In the following, we want to give you an overview on how we integrate Globus Sharing into DSS.
What is Globus?
Globus is a sustainable, non-profit business within the University of Chicago and Argonne National Laboratory. It has its roots in the Grid Computing era and started out as a research project to provide reliable high performance data transfers between Grid Computing Sites. It was started in 1997 and since then has evolved into a powerful and easy to use toolkit for data intensive science.
Their main Product or Service is the Globus Data Transfer Portal, which lets you easily move data between GridFTP Servers or personal GridFTP endpoints, using an intuitive web-based File-browser.
What is Globus Sharing?
Globus Sharing is an extension to the Globus Transfer service. If a particular GridFTP Server has been enabled for Globus Sharing, local users are allowed to create so called Shared Endpoints on-top of the GridFTP server. Access to these shared endpoints can then be granted to arbitrary Globus Users. And since everyone can sign up for a user account at Globus (called a Globus ID), access can be granted to everyone, who has a valid E-Mail address. When an external user tries to access a shared endpoint, Globus will translate these accesses to the local system as if they were carried out by the local user, who created the Shared Endpoint.
For more details on how this works, please take a look at
How DSS Integrates with Globus Data Transfer
For our DSS Systems, we operate a dedicated GridFTP Gateway, that can be used to access the data stored in DSS from outside of LRZ. For more information on how to use this, please see the DSS documentation for users. Authentication and Authorisation in Globus/GridFTP is based on X.509 certificates. In order to hide that complexity from you, we use the InCommon CILogon Service, that issues short lived certificates for users, which can be authenticated via Shibboleth SSO. For more information about the authentication and authorisation and data flows, please look at this.
How DSS Integrates with Globus Sharing?
In our LRZ Data Science Management approach, only the data curators of a data project have the privilege to decide which users are able to access the data stored in the project's data containers. So basically for every container (or path), a certain set of users is allowed to control data access to this container (or path).
In the Globus Sharing approach, the sharing privilege can only be restricted to certain paths and certain users. However, it cannot be restricted to a combination of path and user. This means for example, if user Alice is data curator of Project A and Bop is data curator of Project B, we would need to give both of them data sharing permissions.

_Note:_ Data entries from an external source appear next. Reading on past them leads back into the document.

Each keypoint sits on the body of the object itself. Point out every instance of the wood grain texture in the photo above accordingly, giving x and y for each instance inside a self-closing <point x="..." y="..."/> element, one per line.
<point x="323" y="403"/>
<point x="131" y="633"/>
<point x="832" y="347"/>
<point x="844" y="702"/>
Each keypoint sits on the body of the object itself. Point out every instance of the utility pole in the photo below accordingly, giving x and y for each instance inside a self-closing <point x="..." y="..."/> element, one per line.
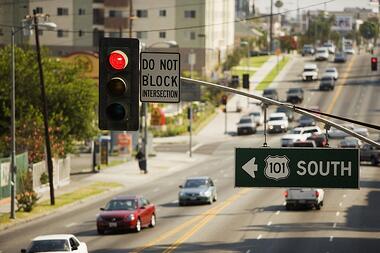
<point x="271" y="27"/>
<point x="130" y="17"/>
<point x="44" y="110"/>
<point x="13" y="164"/>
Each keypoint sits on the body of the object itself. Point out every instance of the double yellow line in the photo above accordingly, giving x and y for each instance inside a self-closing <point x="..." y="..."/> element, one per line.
<point x="201" y="220"/>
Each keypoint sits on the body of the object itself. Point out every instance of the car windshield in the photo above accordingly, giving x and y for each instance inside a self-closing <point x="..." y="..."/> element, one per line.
<point x="275" y="118"/>
<point x="245" y="120"/>
<point x="195" y="183"/>
<point x="121" y="204"/>
<point x="49" y="246"/>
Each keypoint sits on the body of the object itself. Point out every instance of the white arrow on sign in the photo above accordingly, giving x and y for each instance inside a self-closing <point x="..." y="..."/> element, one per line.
<point x="250" y="167"/>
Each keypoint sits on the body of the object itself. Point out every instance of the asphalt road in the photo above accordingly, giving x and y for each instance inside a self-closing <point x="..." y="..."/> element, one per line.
<point x="245" y="220"/>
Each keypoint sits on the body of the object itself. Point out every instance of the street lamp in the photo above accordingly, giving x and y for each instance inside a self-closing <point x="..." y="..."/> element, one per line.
<point x="48" y="26"/>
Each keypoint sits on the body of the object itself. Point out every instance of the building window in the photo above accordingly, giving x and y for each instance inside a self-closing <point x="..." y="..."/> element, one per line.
<point x="62" y="33"/>
<point x="142" y="35"/>
<point x="162" y="13"/>
<point x="114" y="13"/>
<point x="142" y="13"/>
<point x="189" y="14"/>
<point x="39" y="10"/>
<point x="114" y="34"/>
<point x="62" y="11"/>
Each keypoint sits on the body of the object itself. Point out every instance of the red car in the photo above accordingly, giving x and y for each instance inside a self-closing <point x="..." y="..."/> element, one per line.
<point x="126" y="213"/>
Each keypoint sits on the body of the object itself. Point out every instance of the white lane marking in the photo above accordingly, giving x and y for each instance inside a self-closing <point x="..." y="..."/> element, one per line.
<point x="70" y="225"/>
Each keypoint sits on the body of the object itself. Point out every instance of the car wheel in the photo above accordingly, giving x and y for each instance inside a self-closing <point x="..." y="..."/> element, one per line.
<point x="100" y="231"/>
<point x="138" y="226"/>
<point x="152" y="221"/>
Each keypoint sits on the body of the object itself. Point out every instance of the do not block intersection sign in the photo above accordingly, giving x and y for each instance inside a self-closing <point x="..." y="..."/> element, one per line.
<point x="160" y="77"/>
<point x="296" y="167"/>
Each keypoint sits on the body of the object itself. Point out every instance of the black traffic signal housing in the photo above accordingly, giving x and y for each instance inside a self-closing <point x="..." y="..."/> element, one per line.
<point x="246" y="81"/>
<point x="374" y="63"/>
<point x="119" y="84"/>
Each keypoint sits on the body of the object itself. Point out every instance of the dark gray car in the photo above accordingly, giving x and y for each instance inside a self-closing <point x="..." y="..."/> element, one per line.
<point x="197" y="190"/>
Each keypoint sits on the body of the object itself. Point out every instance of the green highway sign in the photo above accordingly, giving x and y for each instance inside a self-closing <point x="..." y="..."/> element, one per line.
<point x="297" y="167"/>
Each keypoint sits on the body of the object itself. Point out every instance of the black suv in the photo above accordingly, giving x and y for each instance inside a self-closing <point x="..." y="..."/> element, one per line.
<point x="294" y="95"/>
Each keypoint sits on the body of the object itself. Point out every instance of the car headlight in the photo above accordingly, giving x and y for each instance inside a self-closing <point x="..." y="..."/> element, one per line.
<point x="130" y="217"/>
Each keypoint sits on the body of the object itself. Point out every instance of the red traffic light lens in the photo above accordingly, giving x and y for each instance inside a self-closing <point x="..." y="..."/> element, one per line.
<point x="118" y="59"/>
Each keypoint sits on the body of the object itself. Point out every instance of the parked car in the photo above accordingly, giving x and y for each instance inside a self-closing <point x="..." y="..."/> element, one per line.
<point x="330" y="47"/>
<point x="56" y="243"/>
<point x="278" y="122"/>
<point x="270" y="93"/>
<point x="289" y="113"/>
<point x="126" y="213"/>
<point x="322" y="54"/>
<point x="197" y="190"/>
<point x="310" y="197"/>
<point x="246" y="125"/>
<point x="294" y="95"/>
<point x="257" y="117"/>
<point x="310" y="72"/>
<point x="305" y="120"/>
<point x="327" y="83"/>
<point x="350" y="142"/>
<point x="308" y="50"/>
<point x="305" y="144"/>
<point x="299" y="134"/>
<point x="369" y="153"/>
<point x="340" y="57"/>
<point x="331" y="71"/>
<point x="319" y="139"/>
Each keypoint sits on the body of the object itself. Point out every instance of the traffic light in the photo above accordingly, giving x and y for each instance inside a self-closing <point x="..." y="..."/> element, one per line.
<point x="374" y="63"/>
<point x="246" y="81"/>
<point x="224" y="100"/>
<point x="119" y="84"/>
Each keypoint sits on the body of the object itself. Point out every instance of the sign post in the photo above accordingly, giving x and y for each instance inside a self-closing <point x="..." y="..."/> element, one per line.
<point x="160" y="77"/>
<point x="296" y="167"/>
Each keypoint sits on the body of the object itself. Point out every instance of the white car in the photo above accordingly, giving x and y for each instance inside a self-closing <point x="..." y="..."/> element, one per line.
<point x="56" y="243"/>
<point x="299" y="134"/>
<point x="310" y="72"/>
<point x="322" y="54"/>
<point x="331" y="71"/>
<point x="278" y="122"/>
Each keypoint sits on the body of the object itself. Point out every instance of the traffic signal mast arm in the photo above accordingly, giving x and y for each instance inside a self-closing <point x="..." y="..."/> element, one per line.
<point x="268" y="101"/>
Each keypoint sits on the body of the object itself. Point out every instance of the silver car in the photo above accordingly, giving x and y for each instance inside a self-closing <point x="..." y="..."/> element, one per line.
<point x="197" y="190"/>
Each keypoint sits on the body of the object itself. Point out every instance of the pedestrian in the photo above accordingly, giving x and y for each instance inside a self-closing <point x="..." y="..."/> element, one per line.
<point x="140" y="156"/>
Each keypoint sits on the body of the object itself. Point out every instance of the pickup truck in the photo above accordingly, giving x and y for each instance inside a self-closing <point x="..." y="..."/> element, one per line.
<point x="369" y="153"/>
<point x="310" y="197"/>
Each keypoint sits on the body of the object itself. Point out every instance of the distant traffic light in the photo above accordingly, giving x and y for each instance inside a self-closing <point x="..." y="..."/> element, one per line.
<point x="119" y="84"/>
<point x="374" y="63"/>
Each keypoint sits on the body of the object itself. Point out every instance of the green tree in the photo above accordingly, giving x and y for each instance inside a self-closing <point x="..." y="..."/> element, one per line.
<point x="71" y="99"/>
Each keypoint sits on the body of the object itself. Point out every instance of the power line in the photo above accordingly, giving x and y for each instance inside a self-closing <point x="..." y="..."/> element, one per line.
<point x="208" y="25"/>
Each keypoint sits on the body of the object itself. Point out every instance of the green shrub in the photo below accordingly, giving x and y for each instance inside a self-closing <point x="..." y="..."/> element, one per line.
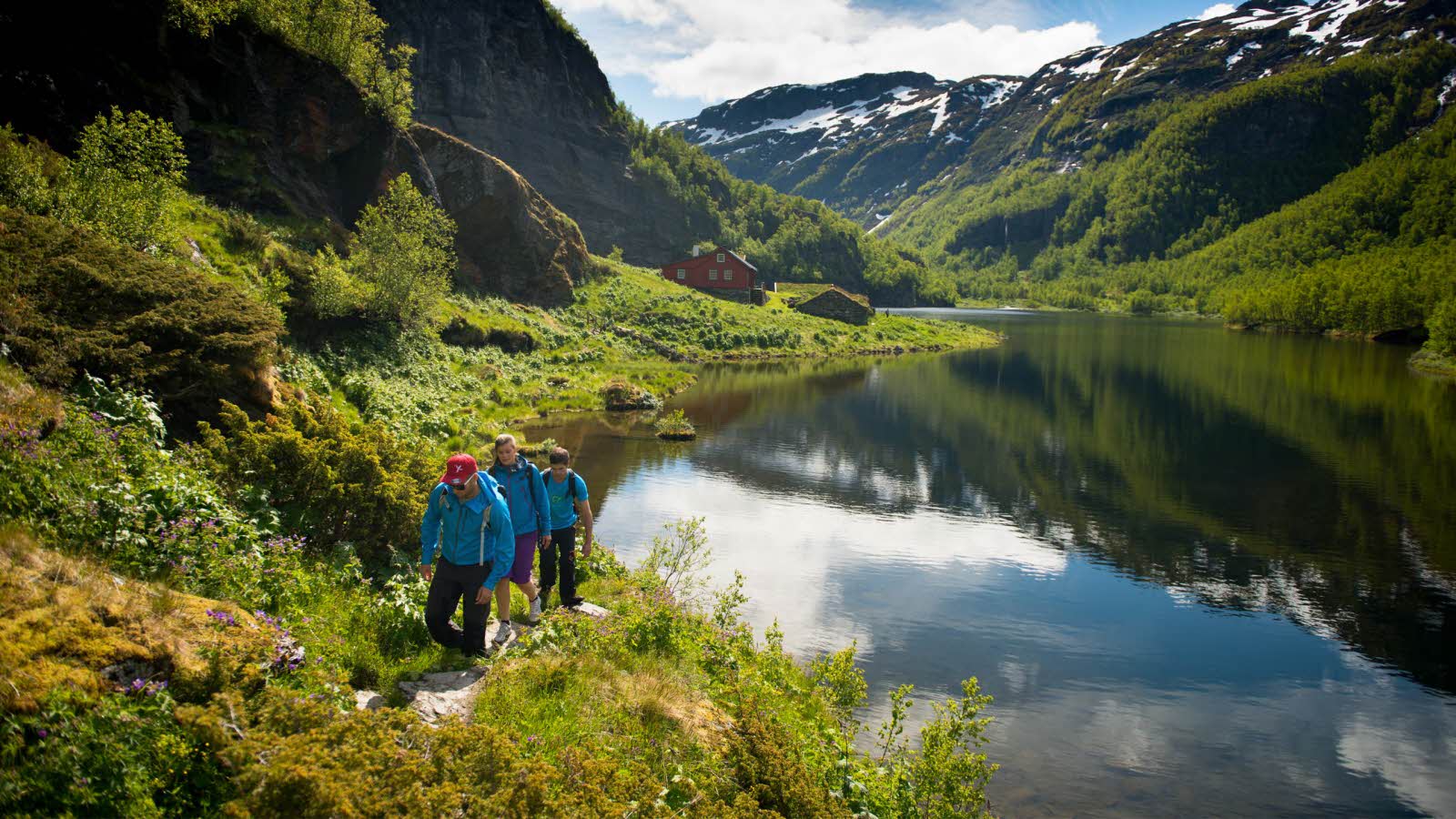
<point x="674" y="426"/>
<point x="1142" y="303"/>
<point x="1441" y="325"/>
<point x="399" y="263"/>
<point x="768" y="767"/>
<point x="124" y="177"/>
<point x="26" y="169"/>
<point x="72" y="302"/>
<point x="123" y="755"/>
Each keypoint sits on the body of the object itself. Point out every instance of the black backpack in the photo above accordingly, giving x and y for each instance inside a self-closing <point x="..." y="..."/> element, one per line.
<point x="571" y="486"/>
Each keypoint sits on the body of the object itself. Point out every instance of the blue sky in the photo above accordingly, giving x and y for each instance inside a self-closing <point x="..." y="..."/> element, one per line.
<point x="670" y="58"/>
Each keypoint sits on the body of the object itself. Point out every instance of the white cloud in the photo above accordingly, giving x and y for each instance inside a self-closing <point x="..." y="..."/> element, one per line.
<point x="728" y="48"/>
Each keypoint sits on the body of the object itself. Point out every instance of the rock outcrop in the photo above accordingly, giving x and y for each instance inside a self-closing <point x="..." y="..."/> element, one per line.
<point x="511" y="80"/>
<point x="269" y="128"/>
<point x="510" y="239"/>
<point x="266" y="127"/>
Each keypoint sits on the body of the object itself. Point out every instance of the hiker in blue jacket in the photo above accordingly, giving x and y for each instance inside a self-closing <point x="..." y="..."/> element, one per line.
<point x="568" y="506"/>
<point x="531" y="518"/>
<point x="470" y="522"/>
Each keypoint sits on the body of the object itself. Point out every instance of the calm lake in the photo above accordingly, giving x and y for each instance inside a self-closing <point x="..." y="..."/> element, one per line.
<point x="1200" y="571"/>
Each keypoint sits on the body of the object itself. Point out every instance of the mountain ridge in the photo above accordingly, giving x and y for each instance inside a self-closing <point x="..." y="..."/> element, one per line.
<point x="934" y="130"/>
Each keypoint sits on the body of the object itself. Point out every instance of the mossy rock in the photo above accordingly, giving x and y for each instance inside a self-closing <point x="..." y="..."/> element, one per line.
<point x="622" y="395"/>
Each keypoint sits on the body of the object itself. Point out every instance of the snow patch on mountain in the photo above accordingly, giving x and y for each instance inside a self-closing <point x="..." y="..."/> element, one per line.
<point x="939" y="113"/>
<point x="1448" y="89"/>
<point x="1239" y="55"/>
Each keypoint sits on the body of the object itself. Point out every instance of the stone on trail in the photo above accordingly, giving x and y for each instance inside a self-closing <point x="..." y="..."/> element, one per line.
<point x="593" y="611"/>
<point x="443" y="694"/>
<point x="368" y="702"/>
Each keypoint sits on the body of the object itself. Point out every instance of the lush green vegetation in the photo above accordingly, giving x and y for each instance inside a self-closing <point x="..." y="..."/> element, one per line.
<point x="674" y="426"/>
<point x="126" y="177"/>
<point x="75" y="302"/>
<point x="398" y="266"/>
<point x="178" y="642"/>
<point x="347" y="34"/>
<point x="1310" y="200"/>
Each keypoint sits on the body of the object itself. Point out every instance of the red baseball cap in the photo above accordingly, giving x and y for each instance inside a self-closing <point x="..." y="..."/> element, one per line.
<point x="459" y="470"/>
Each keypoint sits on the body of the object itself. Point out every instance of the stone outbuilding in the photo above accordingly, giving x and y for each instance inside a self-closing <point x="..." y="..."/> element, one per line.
<point x="836" y="303"/>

However, we cannot tell Globus that Alice is only allowed to share Paths that belong to Project A's containers. That is no problem as long as Alice has only access to containers of Project A. But we run into a problem when Bop gives Alice access to one of his containers. As then Alice would be allowed to share this container via Globus, which may not be desired by Bop.
In order to work around this conceptual incompatibility we control the Globus Sharing functionality for DSS via the DSSWeb Self Service Portal. The solution we've come up, is the following:
The Globus Sharing privilege on our GridFTP Gateways is restricted to a special functional user, called
dssglobus. So only this user is allowed to create shared endpoints in Globus. This user is "owned" by the DSSWeb Self Service Portal. When you enable Globus Sharing on a certain DSS Container via the DSSWeb Self Service Portal, the following will happen:
- The user
dssglobusis added to the respective DSS Container Group, so he has access to the data in the container.
dssglobususer, we create a Globus Shared Endpoint in Globus.
After the Globus Shared Endpoint for your container has been created, you can now set, modify and delete Globus Sharing ACLs via the DSSWeb Self Service Portal. So when you tell DSSWeb to invite some external user to your container, DSSWeb will authenticate against Globus as the
dssglobus user and then create an respective Globus Sharing ACL/Invitation for the Shared Endpoint of your container, using the Globus REST API.
As we create the Globus Shared Endpoints as
dssglobus user, all external accesses translate to accesses from
dssglobus. While this should be no problem in normal situations, as all container users should have access to all data, it could be a problem when using Container Streamline Mode
NONE, WORK or if users revoked the DSS default ACLs (on purpose or by accident). In this situation,
dssglobus may not have access to all or even any of the files in the container and therefore the observed result of sharing the container via Globus may not be exactly as expected.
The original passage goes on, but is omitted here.